Le Festival de l’Aïr est un événement qui est né dans les années 2001 grâce à une initiative du ministère du Tourisme de l’époque, en collaboration avec les Agences touristiques, telles que celle de M. Vittorio Gioni d’origine italienne installé à Iférouane depuis 1971 et qui intervient dans l’hôtellerie, l’organisation des voyages sahariens. En effet, l’idée est venue de Vittorio qui a remarqué que l’Aïr possède un potentiel en matière de Tourisme, il juge nécessaire de faire la proposition au Ministère en charge du Tourisme en vue de mettre cet atout en valeur et que la population profite de ces merveilles. C’est ainsi qu’il a soumis l’idée au Ministère du Tourisme, qui a approuvé la proposition en apportant quelques modifications. La toute première édition a pu se tenir en 2001 sous l’impulsion de Rhissa Ag Boula, ministre du Tourisme de l’époque.
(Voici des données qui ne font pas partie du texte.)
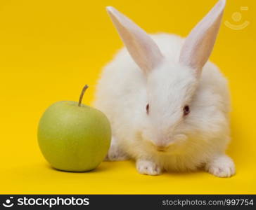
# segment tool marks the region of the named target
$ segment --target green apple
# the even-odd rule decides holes
[[[58,169],[85,172],[95,169],[106,156],[111,129],[100,111],[79,102],[59,102],[40,119],[38,143],[46,160]]]

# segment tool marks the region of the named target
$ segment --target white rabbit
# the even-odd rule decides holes
[[[134,159],[138,172],[148,175],[200,167],[219,177],[234,174],[225,155],[227,82],[207,62],[225,3],[220,0],[185,40],[148,36],[107,7],[127,48],[105,67],[94,102],[111,123],[109,160]]]

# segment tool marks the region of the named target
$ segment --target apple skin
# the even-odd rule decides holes
[[[59,102],[40,119],[38,143],[50,164],[58,169],[85,172],[106,156],[111,141],[110,124],[101,111],[76,102]]]

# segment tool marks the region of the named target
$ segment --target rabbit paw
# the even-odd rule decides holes
[[[122,161],[128,160],[128,156],[122,150],[120,146],[116,144],[116,139],[112,137],[111,146],[108,150],[105,161]]]
[[[218,177],[230,177],[236,173],[232,159],[226,155],[216,157],[206,164],[205,169],[209,173]]]
[[[149,160],[139,160],[136,162],[139,173],[146,175],[160,175],[162,170],[160,166]]]

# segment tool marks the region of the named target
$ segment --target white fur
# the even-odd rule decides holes
[[[165,57],[157,68],[146,75],[123,48],[98,80],[94,106],[106,114],[113,131],[108,160],[132,158],[138,172],[149,175],[201,167],[217,176],[233,175],[234,164],[224,155],[230,139],[226,80],[210,62],[199,78],[180,64],[184,38],[151,37]],[[191,112],[184,117],[186,104]]]

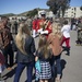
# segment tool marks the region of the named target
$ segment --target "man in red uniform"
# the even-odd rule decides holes
[[[37,21],[38,21],[38,17],[35,17],[32,22],[33,23],[33,37],[37,36],[37,31],[36,31]]]
[[[40,19],[33,21],[33,37],[36,37],[38,34],[47,35],[51,33],[51,23],[49,20],[46,20],[46,11],[40,12]]]
[[[46,20],[46,11],[40,12],[40,20],[37,22],[36,31],[39,34],[47,35],[51,33],[52,26],[49,20]]]

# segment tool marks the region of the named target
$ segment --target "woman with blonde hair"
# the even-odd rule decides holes
[[[48,82],[48,80],[51,78],[51,67],[49,63],[50,58],[51,52],[47,44],[46,36],[42,35],[39,37],[38,49],[35,58],[35,61],[39,60],[40,62],[40,72],[38,73],[39,82]]]
[[[62,34],[61,34],[61,26],[59,23],[52,23],[52,33],[48,36],[48,43],[50,44],[50,48],[52,50],[52,73],[55,72],[55,61],[57,65],[57,78],[55,82],[60,82],[60,75],[61,75],[61,66],[60,66],[60,56],[62,48],[60,46]]]
[[[24,23],[20,24],[17,35],[15,36],[15,44],[17,47],[16,60],[17,67],[15,71],[14,82],[20,82],[20,77],[23,69],[26,67],[27,81],[32,82],[32,73],[34,67],[34,52],[35,43],[34,38],[31,36],[28,26]]]

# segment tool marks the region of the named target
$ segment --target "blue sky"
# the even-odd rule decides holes
[[[48,9],[47,0],[0,0],[0,14],[22,13],[35,8]],[[81,7],[82,0],[71,0],[70,5]]]

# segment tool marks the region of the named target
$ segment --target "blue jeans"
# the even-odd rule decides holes
[[[54,56],[52,57],[52,75],[55,75],[56,71],[55,68],[57,68],[57,74],[61,74],[61,62],[60,62],[60,56]],[[56,61],[56,65],[55,65]]]
[[[32,82],[34,61],[27,62],[27,63],[17,62],[14,82],[20,82],[21,73],[22,73],[22,71],[24,70],[25,67],[26,67],[26,73],[27,73],[27,81],[26,82]]]

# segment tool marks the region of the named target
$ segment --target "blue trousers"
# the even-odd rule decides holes
[[[26,74],[27,74],[26,82],[32,82],[34,61],[27,62],[27,63],[17,62],[15,77],[14,77],[14,82],[20,82],[21,73],[23,72],[25,67],[26,67]]]
[[[54,56],[52,57],[52,75],[55,75],[56,71],[55,68],[57,68],[57,74],[61,74],[61,61],[60,61],[60,56]],[[55,61],[56,61],[56,66],[55,66]]]

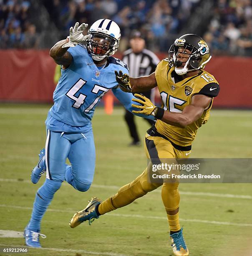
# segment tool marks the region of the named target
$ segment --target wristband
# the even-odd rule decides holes
[[[157,119],[161,119],[164,114],[164,110],[159,107],[156,107],[151,113]]]

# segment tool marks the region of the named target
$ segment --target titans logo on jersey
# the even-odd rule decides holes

L’Aïr et le Ténéré sont des sites particulièrement intéressants d’un point de vue touristique. Il y a assez de circuits, assez de potentialités touristiques, avec le paysage, le Ténéré, le Sahara, qui est aussi un excellent outil phare en matière de tourisme au Niger, explique M. Adouma Alghoubass de Timia, l’un des pionniers du Festival de l’Aïr. C’est également un lieu de découverte des merveilles de la zone telles que : les oasis de l’Aïr, les oasis du Kawar, les déserts du Ténéré, les gravures rupestres et des sites archéologiques qui sont d’une très grande valeur.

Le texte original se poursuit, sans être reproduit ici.